There is centripetal force on the free upper part of your body, only to the extent it is attached to the lower part of your body, which is attached to the seat by friction and by the lap part of your seat belt. On the free upper part, there is centrifugal force which is caused by the inertia of the free upper part of your body tending to continue in a straight line as the car makes a turn to the right. Thus, the upper part of your body tends to lean left as the car turns right.
If it weren't for the friction of the car seat and the lap part of the seat belt, your entire body would tend to slide left as the car turns right. But your tether to the car causes you to seek the center of the arc being made by the car as it turns. Likewise, the friction of the car's tires on the road allow it to seek the center of the arc it makes, and to avoid flying off the road. Friction provides centripetal force, which overcomes the centrifugal force acting on the car and on you.

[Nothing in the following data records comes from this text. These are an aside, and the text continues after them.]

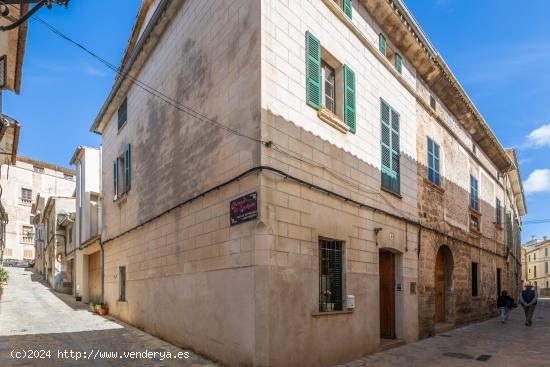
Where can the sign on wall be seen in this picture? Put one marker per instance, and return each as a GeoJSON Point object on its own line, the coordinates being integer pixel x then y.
{"type": "Point", "coordinates": [243, 209]}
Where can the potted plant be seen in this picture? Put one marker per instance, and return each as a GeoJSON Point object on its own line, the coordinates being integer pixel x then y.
{"type": "Point", "coordinates": [102, 309]}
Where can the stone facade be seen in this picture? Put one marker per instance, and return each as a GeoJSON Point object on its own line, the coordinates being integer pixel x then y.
{"type": "Point", "coordinates": [21, 184]}
{"type": "Point", "coordinates": [537, 263]}
{"type": "Point", "coordinates": [251, 294]}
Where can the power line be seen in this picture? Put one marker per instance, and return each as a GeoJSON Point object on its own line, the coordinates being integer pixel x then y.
{"type": "Point", "coordinates": [154, 92]}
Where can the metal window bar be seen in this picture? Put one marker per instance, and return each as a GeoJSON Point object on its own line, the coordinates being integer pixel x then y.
{"type": "Point", "coordinates": [330, 275]}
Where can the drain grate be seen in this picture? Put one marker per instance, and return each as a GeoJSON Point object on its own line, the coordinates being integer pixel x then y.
{"type": "Point", "coordinates": [458, 355]}
{"type": "Point", "coordinates": [483, 357]}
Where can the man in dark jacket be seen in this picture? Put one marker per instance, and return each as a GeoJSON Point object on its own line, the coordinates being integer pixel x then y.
{"type": "Point", "coordinates": [504, 304]}
{"type": "Point", "coordinates": [529, 300]}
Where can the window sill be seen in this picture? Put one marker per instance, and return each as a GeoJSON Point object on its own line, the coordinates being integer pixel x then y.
{"type": "Point", "coordinates": [331, 313]}
{"type": "Point", "coordinates": [437, 188]}
{"type": "Point", "coordinates": [396, 194]}
{"type": "Point", "coordinates": [330, 118]}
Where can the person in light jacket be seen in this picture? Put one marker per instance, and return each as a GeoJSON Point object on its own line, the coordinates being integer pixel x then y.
{"type": "Point", "coordinates": [528, 300]}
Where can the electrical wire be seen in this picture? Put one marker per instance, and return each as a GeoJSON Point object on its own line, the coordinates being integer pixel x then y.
{"type": "Point", "coordinates": [152, 91]}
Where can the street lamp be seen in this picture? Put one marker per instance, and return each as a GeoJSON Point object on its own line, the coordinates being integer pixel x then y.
{"type": "Point", "coordinates": [6, 4]}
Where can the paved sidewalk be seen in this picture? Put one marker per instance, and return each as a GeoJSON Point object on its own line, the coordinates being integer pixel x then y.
{"type": "Point", "coordinates": [505, 345]}
{"type": "Point", "coordinates": [34, 318]}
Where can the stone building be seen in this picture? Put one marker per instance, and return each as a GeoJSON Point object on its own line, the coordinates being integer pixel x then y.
{"type": "Point", "coordinates": [263, 201]}
{"type": "Point", "coordinates": [21, 183]}
{"type": "Point", "coordinates": [87, 225]}
{"type": "Point", "coordinates": [57, 217]}
{"type": "Point", "coordinates": [537, 260]}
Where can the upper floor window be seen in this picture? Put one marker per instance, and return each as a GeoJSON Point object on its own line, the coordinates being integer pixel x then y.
{"type": "Point", "coordinates": [26, 196]}
{"type": "Point", "coordinates": [382, 44]}
{"type": "Point", "coordinates": [433, 162]}
{"type": "Point", "coordinates": [122, 166]}
{"type": "Point", "coordinates": [474, 195]}
{"type": "Point", "coordinates": [398, 63]}
{"type": "Point", "coordinates": [330, 86]}
{"type": "Point", "coordinates": [123, 113]}
{"type": "Point", "coordinates": [389, 142]}
{"type": "Point", "coordinates": [38, 169]}
{"type": "Point", "coordinates": [498, 212]}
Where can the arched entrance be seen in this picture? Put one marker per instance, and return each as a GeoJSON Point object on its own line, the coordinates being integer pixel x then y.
{"type": "Point", "coordinates": [443, 283]}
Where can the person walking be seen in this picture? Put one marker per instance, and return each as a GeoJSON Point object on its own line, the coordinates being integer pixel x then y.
{"type": "Point", "coordinates": [529, 300]}
{"type": "Point", "coordinates": [504, 304]}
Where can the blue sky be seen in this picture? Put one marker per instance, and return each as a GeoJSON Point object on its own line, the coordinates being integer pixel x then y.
{"type": "Point", "coordinates": [499, 53]}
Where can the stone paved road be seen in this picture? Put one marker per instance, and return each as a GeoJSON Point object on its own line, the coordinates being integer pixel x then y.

I'm assuming there is enough play in the upper part of the seat belt to allow you to lean somewhat toward the left. If there were a sudden acceleration to the right, the seat belt probably would clinch and prevent you from leaning left.
Centrifugal force is sometimes called a fictitious force, as it exists only in a rotating (accelerating in the sense of change of direction) reference frame. In an inertial reference frame free from acceleration, such as the world outside the car, centrifugal force doesn't exist.
The source of the centripetal force that forces you to go around the turn is the friction between your seat and your thighs. Your upper body doesn't feel a force and so continues in the same direction. Your lower half is pulled out from under you by seat friction to the right, leaving you leaning to the left.